Nathan Grigg

Basic unobtrusive multithreading in Python

I have a Python script that downloads OFX files from each of my banks and credit cards. For a long time, I have been intending to make the HTTP requests multithreaded, since it is terribly inefficient to wait for one response to arrive before sending the next request.
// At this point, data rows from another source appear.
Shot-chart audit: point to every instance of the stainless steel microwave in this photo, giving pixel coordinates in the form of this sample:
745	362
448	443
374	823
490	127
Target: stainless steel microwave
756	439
Here is the single-threaded code block I was working with.

 1
 2
 3
 4
 5
 6
 7
 8
 9
10
11
def ReadOfx(accounts):
    downloaded = []
    for account in accounts:
        try:
            account.AddOfx(read_ofx.Download(account))
        except urllib.error.HTTPError as err:
            print("Unable to download {}: {}".format(account, err))
        else:
            downloaded.append(account)

    return downloaded

Using the Python 2.7 standard library, I would probably use either the threading module or multiprocessing.pool.ThreadPool. In both cases, you can call a function in a separate thread but you cannot access the return value. In my code, I would need to alter Download to take a second parameter and store the output there. If the second parameter is shared across multiple threads, I have to worry about thread safety. Doable, but ugly.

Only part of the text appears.